Now that the glove box and cross bracing have been removed it will allow you to gain access to the cabin filter hatch door. These doors are usually held in place by plastic clips or snaps. Sometimes a door will have mounting screws which can be removed easily at this point. Grasp the hatch door and pull gently outward, this will remove the door.
Now the cabin filter will be exposed. Grasp the filter and pull it outward from the heater box. Some filters can be a little stuck due to the weather and the ages of the car. If the filter is stuck wiggle it back and forth which should break the seal loose.
As you can see this filter is very dirty and was affecting the air flow of the vents.
Match the old cabin filter to the new cabin air filter.
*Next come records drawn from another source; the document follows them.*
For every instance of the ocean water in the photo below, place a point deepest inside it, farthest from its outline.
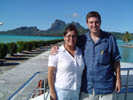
(126, 53)
(15, 38)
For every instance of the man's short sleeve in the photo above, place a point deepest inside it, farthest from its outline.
(52, 61)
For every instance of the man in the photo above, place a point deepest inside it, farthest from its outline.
(102, 59)
(102, 72)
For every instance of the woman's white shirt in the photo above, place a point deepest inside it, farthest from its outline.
(68, 69)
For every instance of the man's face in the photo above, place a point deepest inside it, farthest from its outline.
(94, 24)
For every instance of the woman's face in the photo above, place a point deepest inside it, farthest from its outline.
(70, 38)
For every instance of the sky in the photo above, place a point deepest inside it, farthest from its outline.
(117, 15)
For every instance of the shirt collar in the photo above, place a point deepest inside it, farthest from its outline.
(101, 38)
(62, 48)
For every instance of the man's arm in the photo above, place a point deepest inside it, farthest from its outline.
(116, 65)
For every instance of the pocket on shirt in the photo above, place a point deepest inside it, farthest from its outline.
(104, 58)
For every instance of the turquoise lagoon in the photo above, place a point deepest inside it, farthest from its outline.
(126, 53)
(15, 38)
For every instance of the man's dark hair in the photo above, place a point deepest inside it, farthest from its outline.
(69, 28)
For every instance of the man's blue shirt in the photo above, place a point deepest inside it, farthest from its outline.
(99, 58)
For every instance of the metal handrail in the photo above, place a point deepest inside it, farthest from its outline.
(126, 89)
(21, 88)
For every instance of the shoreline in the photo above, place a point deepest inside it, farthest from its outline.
(10, 62)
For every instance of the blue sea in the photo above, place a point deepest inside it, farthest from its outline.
(15, 38)
(126, 53)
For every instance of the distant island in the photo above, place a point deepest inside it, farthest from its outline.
(56, 29)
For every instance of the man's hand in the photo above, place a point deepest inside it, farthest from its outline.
(118, 85)
(54, 50)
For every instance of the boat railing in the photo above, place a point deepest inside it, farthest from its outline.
(38, 85)
(126, 92)
(35, 86)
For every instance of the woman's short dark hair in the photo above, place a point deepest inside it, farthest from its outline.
(93, 14)
(69, 28)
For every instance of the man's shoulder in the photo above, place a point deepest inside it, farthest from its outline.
(107, 34)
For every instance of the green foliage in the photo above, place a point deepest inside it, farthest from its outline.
(126, 37)
(12, 48)
(3, 50)
(21, 46)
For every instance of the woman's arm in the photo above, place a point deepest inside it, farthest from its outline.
(118, 76)
(51, 71)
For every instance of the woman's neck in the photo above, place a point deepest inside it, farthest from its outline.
(70, 49)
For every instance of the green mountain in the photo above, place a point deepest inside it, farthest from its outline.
(56, 29)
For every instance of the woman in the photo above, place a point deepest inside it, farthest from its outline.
(65, 68)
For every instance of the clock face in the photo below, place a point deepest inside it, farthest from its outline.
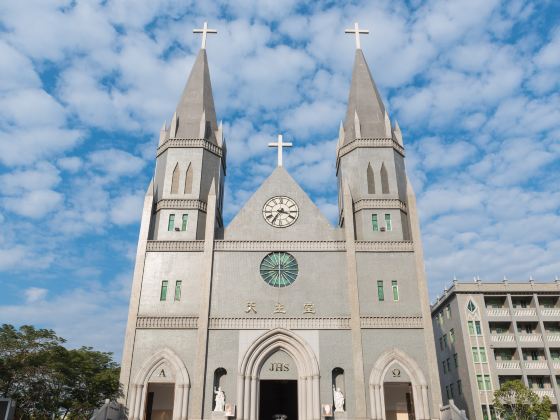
(280, 211)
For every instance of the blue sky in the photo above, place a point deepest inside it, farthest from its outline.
(86, 85)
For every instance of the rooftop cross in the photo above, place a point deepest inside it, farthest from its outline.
(204, 31)
(357, 31)
(280, 144)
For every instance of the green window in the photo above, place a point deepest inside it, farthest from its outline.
(178, 290)
(476, 355)
(163, 293)
(482, 352)
(374, 222)
(388, 224)
(480, 382)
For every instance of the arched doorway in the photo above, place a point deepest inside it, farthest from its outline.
(279, 346)
(160, 390)
(398, 388)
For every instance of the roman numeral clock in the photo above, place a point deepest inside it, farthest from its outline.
(280, 212)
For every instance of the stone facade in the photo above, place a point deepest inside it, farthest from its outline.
(494, 332)
(355, 318)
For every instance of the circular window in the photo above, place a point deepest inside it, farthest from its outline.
(279, 269)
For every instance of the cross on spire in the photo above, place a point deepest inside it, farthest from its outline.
(280, 144)
(357, 31)
(204, 31)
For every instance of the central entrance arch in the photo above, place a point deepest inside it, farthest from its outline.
(248, 385)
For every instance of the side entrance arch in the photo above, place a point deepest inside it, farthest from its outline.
(398, 388)
(267, 345)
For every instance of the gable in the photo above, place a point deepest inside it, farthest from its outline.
(311, 224)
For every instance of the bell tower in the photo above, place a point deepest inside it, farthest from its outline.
(191, 156)
(370, 161)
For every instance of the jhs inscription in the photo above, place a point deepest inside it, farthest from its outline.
(279, 367)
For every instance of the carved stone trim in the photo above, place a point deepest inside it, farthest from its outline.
(194, 143)
(178, 203)
(175, 246)
(245, 323)
(391, 322)
(378, 246)
(226, 245)
(379, 203)
(168, 322)
(378, 142)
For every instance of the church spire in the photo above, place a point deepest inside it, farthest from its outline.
(195, 117)
(366, 114)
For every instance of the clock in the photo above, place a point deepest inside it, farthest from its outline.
(280, 211)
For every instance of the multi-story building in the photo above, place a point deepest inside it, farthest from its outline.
(489, 333)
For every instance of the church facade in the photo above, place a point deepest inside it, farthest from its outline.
(280, 314)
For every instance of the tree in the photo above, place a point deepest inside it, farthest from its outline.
(47, 380)
(514, 401)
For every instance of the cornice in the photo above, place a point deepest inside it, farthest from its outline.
(178, 203)
(293, 323)
(379, 203)
(371, 142)
(192, 143)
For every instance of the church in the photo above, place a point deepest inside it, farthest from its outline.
(280, 315)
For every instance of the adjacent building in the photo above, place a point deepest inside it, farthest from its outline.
(489, 333)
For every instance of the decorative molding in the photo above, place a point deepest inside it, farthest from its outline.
(228, 245)
(266, 246)
(178, 203)
(192, 143)
(377, 142)
(391, 322)
(379, 203)
(167, 322)
(175, 246)
(293, 323)
(389, 246)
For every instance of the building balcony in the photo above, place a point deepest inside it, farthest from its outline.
(497, 312)
(550, 312)
(535, 364)
(508, 364)
(519, 312)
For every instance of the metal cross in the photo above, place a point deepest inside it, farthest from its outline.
(280, 144)
(357, 31)
(204, 31)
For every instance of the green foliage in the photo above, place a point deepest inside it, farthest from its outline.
(514, 401)
(47, 379)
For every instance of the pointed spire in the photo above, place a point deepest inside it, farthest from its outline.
(196, 106)
(364, 105)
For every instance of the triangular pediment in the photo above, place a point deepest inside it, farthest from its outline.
(250, 223)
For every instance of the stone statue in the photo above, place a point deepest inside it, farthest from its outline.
(220, 400)
(338, 400)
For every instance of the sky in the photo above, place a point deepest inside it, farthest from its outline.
(86, 85)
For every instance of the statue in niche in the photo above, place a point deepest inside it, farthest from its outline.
(338, 400)
(220, 399)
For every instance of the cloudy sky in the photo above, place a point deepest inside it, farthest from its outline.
(85, 86)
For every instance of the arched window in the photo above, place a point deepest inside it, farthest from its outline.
(384, 180)
(338, 381)
(370, 180)
(188, 180)
(218, 382)
(175, 180)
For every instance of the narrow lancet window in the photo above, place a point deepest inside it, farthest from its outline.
(371, 180)
(175, 180)
(188, 180)
(384, 180)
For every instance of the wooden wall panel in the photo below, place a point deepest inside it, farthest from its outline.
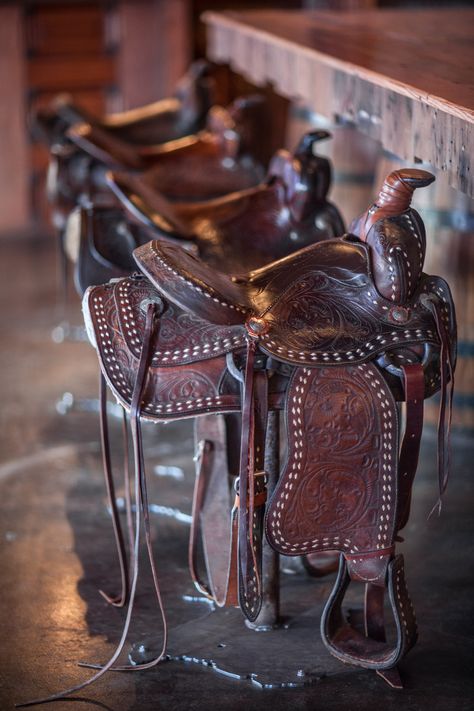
(155, 48)
(14, 163)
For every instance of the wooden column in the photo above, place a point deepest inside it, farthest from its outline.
(14, 163)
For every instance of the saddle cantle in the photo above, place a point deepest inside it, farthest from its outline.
(323, 335)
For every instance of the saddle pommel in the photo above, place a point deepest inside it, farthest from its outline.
(397, 190)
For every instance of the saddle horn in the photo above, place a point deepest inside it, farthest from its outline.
(396, 234)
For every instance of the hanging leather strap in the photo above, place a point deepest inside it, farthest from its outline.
(116, 600)
(351, 646)
(229, 597)
(414, 386)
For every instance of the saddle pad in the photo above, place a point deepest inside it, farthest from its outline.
(115, 324)
(338, 488)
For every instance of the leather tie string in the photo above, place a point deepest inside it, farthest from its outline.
(246, 470)
(446, 402)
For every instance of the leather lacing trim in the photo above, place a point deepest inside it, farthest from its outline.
(142, 511)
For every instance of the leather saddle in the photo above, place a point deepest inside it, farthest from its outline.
(210, 163)
(335, 336)
(236, 233)
(247, 229)
(179, 115)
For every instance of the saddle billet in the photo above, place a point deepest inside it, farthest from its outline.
(313, 335)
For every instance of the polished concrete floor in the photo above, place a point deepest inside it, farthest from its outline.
(56, 552)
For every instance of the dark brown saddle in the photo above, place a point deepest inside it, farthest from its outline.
(182, 114)
(325, 337)
(236, 233)
(213, 162)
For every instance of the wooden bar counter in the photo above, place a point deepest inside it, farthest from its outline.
(404, 77)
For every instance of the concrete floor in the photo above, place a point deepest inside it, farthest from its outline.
(56, 552)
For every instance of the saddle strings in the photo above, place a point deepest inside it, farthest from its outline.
(141, 499)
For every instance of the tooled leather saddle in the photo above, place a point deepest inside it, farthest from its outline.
(179, 115)
(335, 336)
(212, 162)
(236, 233)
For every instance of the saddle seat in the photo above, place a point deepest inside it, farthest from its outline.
(253, 227)
(213, 161)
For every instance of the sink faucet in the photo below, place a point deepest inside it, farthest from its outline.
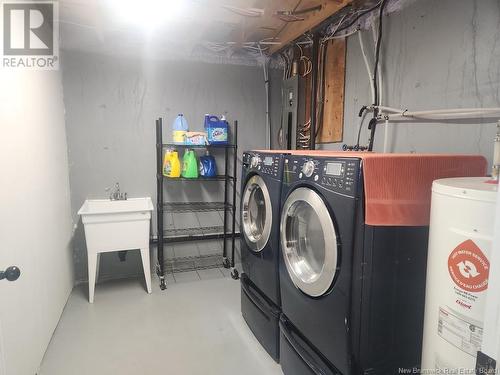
(115, 194)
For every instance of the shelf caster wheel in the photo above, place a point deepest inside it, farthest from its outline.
(234, 274)
(163, 284)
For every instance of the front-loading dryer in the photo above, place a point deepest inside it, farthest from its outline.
(260, 202)
(352, 278)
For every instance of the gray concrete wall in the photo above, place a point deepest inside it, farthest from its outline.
(111, 107)
(436, 54)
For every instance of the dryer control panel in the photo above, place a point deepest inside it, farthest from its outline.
(263, 163)
(336, 174)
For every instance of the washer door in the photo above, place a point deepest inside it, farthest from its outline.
(256, 213)
(308, 242)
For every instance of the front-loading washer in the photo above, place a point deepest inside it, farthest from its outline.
(260, 203)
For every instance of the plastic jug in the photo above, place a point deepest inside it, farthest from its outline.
(217, 130)
(179, 129)
(171, 164)
(189, 165)
(208, 168)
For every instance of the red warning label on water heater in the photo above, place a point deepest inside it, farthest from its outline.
(469, 267)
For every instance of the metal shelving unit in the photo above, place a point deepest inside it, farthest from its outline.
(224, 232)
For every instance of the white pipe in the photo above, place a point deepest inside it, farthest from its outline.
(443, 115)
(386, 137)
(367, 64)
(379, 69)
(495, 172)
(436, 111)
(266, 84)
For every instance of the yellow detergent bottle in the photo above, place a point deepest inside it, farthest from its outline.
(171, 164)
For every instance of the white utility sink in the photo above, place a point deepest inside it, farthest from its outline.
(114, 225)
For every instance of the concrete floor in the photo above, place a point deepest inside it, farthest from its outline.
(193, 327)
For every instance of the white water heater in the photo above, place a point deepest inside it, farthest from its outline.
(460, 243)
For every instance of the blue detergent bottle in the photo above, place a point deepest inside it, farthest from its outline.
(217, 130)
(207, 166)
(179, 129)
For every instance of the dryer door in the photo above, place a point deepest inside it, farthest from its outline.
(256, 213)
(309, 242)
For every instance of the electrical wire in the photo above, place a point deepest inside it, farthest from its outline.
(246, 12)
(373, 124)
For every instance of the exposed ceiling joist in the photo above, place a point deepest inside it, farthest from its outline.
(292, 30)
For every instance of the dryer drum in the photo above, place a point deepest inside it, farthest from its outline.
(256, 213)
(308, 242)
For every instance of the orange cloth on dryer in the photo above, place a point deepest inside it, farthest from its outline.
(398, 187)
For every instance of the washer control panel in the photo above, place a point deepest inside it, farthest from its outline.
(263, 163)
(336, 174)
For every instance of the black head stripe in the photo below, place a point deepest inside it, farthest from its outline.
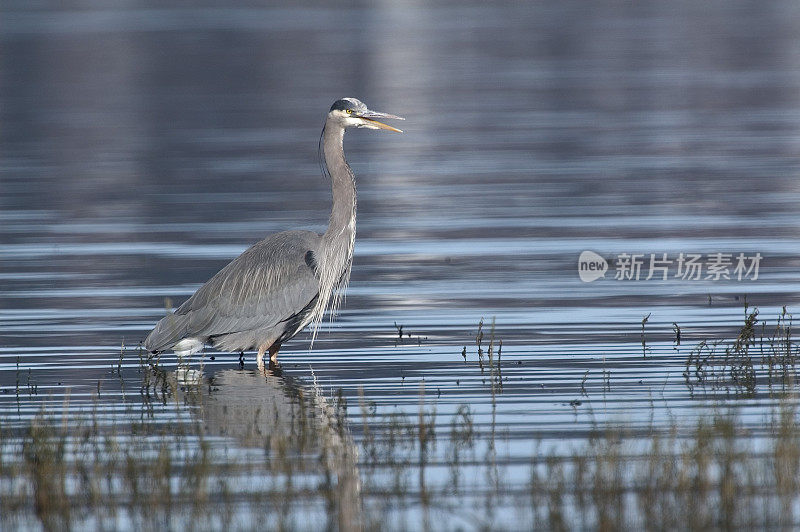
(347, 103)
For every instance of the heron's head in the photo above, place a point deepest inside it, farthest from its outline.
(349, 112)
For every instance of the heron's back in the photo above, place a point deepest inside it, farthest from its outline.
(256, 298)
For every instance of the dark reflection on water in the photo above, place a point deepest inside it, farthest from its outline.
(146, 144)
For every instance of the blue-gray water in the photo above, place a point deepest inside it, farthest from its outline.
(143, 145)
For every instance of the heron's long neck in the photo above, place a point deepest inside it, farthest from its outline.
(335, 254)
(342, 224)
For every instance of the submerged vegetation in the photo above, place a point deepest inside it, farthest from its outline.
(759, 354)
(245, 450)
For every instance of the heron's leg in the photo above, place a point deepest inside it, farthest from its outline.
(273, 353)
(260, 356)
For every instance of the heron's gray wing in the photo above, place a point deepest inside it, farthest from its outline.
(267, 284)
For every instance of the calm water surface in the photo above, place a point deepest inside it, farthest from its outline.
(144, 145)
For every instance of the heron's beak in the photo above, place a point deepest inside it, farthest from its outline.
(372, 115)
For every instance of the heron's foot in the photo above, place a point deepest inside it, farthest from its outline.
(274, 368)
(273, 354)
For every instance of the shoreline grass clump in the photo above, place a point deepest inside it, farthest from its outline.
(758, 355)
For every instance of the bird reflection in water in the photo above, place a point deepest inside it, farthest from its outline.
(300, 431)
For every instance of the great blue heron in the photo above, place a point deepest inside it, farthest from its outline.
(274, 289)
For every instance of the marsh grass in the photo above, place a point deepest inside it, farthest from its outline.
(759, 354)
(158, 466)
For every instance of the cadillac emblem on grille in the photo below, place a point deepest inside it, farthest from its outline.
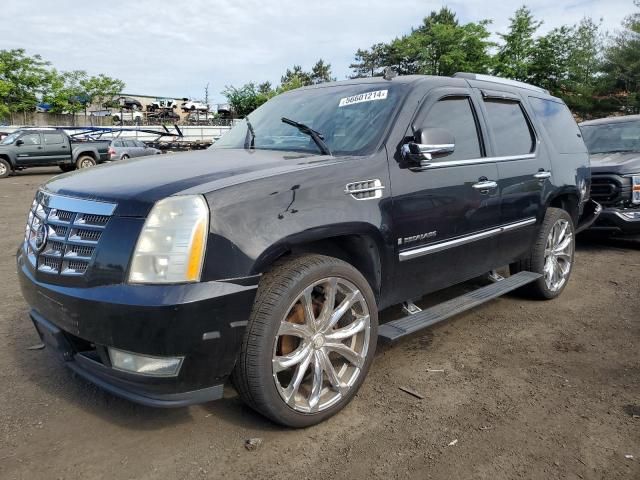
(63, 233)
(40, 239)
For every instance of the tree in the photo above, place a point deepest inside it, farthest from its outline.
(23, 79)
(622, 61)
(440, 46)
(102, 89)
(296, 73)
(321, 72)
(245, 99)
(369, 63)
(515, 56)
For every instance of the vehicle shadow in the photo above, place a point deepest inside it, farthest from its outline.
(590, 243)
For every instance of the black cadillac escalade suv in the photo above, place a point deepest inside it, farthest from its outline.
(267, 257)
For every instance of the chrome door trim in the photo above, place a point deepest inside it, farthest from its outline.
(474, 161)
(439, 247)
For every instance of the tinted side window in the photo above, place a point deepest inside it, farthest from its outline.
(53, 139)
(558, 122)
(455, 115)
(510, 128)
(31, 139)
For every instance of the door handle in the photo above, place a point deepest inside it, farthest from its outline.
(485, 185)
(542, 175)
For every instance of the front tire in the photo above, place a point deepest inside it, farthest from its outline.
(5, 168)
(85, 161)
(552, 255)
(310, 340)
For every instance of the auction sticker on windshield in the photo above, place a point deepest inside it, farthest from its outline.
(363, 97)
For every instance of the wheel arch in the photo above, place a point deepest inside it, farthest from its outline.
(361, 246)
(8, 158)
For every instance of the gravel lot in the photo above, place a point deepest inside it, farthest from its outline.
(514, 389)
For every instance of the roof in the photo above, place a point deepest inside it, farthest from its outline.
(608, 120)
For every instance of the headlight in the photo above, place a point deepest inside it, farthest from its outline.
(172, 243)
(635, 189)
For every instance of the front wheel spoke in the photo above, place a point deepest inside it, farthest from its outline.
(332, 376)
(283, 362)
(349, 354)
(298, 376)
(350, 330)
(330, 290)
(294, 330)
(316, 388)
(307, 303)
(562, 246)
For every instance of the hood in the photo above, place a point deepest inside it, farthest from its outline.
(623, 163)
(136, 184)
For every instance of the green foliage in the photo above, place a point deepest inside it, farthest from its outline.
(515, 56)
(622, 61)
(246, 99)
(22, 80)
(26, 80)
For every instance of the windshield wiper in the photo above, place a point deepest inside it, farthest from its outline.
(252, 132)
(315, 136)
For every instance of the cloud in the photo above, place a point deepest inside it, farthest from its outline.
(170, 48)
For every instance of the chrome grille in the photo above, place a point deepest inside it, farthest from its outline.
(63, 233)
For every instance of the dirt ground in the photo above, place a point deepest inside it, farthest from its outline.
(514, 389)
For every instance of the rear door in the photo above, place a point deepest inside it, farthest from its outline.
(444, 222)
(56, 147)
(524, 169)
(30, 152)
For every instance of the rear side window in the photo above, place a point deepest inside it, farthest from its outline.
(52, 138)
(559, 124)
(455, 115)
(510, 128)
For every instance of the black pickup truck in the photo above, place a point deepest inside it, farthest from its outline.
(267, 257)
(49, 147)
(614, 145)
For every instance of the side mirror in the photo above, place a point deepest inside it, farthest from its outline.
(429, 143)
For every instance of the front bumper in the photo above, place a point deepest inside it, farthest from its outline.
(203, 322)
(613, 220)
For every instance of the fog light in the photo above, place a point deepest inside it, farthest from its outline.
(144, 364)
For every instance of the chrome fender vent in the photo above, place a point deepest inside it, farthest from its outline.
(365, 190)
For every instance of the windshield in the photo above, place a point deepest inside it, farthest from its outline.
(9, 139)
(612, 137)
(350, 118)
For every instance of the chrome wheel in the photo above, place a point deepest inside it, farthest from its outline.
(321, 345)
(558, 255)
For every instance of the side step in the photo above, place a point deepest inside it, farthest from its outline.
(392, 331)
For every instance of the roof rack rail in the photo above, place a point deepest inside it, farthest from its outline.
(504, 81)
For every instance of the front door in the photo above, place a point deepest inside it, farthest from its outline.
(446, 214)
(524, 170)
(30, 151)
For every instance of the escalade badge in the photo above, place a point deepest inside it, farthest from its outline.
(41, 237)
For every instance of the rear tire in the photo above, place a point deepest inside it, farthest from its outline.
(285, 376)
(552, 256)
(5, 168)
(85, 161)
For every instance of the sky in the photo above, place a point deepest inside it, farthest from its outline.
(174, 48)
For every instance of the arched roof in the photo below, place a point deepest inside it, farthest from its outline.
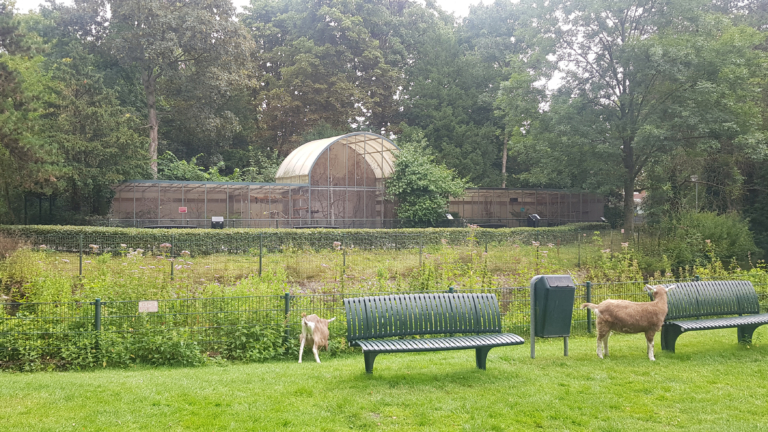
(297, 167)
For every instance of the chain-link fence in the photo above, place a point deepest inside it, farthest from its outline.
(337, 260)
(52, 327)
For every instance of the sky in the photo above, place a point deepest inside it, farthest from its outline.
(458, 7)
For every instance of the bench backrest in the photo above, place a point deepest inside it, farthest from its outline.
(711, 298)
(421, 314)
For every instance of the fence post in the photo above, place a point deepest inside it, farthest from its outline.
(589, 311)
(421, 248)
(579, 234)
(261, 250)
(97, 315)
(287, 312)
(81, 255)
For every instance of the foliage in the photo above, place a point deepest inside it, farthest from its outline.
(698, 237)
(420, 186)
(252, 343)
(169, 167)
(326, 63)
(639, 87)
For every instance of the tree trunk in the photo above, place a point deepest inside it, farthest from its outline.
(148, 79)
(7, 195)
(504, 164)
(629, 187)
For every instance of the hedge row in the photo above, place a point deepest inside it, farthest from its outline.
(244, 240)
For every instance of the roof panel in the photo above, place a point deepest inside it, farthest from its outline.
(377, 150)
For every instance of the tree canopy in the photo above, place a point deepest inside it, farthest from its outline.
(608, 96)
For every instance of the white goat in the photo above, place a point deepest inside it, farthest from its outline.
(630, 317)
(315, 331)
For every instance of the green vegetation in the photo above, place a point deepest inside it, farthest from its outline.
(671, 101)
(421, 187)
(710, 383)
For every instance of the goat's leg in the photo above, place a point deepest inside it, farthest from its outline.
(649, 339)
(603, 331)
(599, 347)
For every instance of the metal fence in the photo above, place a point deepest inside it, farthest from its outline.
(51, 327)
(327, 257)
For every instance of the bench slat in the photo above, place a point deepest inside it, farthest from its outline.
(441, 344)
(421, 314)
(712, 298)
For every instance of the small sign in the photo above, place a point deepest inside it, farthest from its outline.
(148, 306)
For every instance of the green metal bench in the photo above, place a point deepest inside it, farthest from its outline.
(690, 303)
(373, 322)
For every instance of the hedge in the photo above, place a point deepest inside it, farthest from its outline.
(244, 240)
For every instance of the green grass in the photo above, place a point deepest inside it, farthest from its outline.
(712, 383)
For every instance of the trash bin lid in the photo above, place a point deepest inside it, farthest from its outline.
(559, 280)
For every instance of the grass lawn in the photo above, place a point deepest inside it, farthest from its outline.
(712, 383)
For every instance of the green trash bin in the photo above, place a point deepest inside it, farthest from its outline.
(552, 298)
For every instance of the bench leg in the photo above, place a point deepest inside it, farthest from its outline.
(745, 333)
(481, 354)
(669, 335)
(369, 359)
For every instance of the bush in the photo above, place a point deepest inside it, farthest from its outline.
(205, 241)
(689, 236)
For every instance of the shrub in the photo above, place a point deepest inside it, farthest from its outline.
(205, 241)
(687, 237)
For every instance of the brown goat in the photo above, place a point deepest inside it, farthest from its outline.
(624, 316)
(315, 331)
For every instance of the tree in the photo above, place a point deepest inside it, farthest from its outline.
(420, 186)
(517, 106)
(449, 97)
(195, 47)
(27, 163)
(333, 62)
(100, 142)
(654, 75)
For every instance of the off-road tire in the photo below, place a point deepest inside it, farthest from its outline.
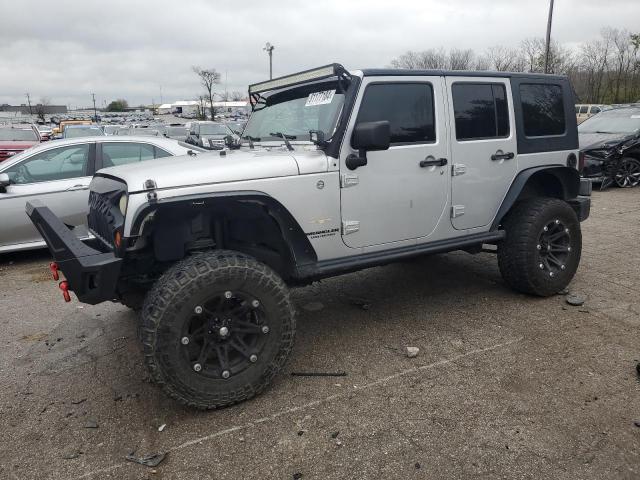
(518, 254)
(170, 303)
(628, 173)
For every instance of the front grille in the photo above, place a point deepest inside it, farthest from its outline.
(102, 217)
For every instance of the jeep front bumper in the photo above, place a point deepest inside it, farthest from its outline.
(91, 274)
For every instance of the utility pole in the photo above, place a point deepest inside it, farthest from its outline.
(95, 112)
(29, 102)
(548, 45)
(269, 49)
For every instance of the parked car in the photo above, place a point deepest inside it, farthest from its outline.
(338, 171)
(209, 135)
(177, 132)
(112, 129)
(58, 173)
(584, 111)
(17, 138)
(236, 127)
(610, 147)
(77, 131)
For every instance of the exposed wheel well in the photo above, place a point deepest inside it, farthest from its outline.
(548, 181)
(258, 226)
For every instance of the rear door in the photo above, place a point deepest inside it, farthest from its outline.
(59, 178)
(483, 148)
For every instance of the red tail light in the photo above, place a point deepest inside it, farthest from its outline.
(581, 161)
This will ensure a good seal inside the heater box and not allow any unfiltered air to be circulated. Reassemble the heater and glove box the same way it came apart and you are all set. There is one last style of cabin filter change which is featured below.
Here is a video of the job being done for a filter that is under the hood which is at the heater and air conditioner (HVAC) air intake.
Remove Cabin Filter: Open the hood and locate the trap door which will house the cabin filter. These locations can very but will be obvious in most cases.
Lift the access door to expose the filter. Grasp the filter and gently side it upward to remove it from the air ducting intake port.
Match the new filter to the old filter. In this example the new filter looks dirty but it is made with a special dust inhibitor which makes the filter look gray. The old filter was white before it was installed (right).
Before installing the new filter clean any leaves or dirt from the air duct. Then replace the door cover and you are all set.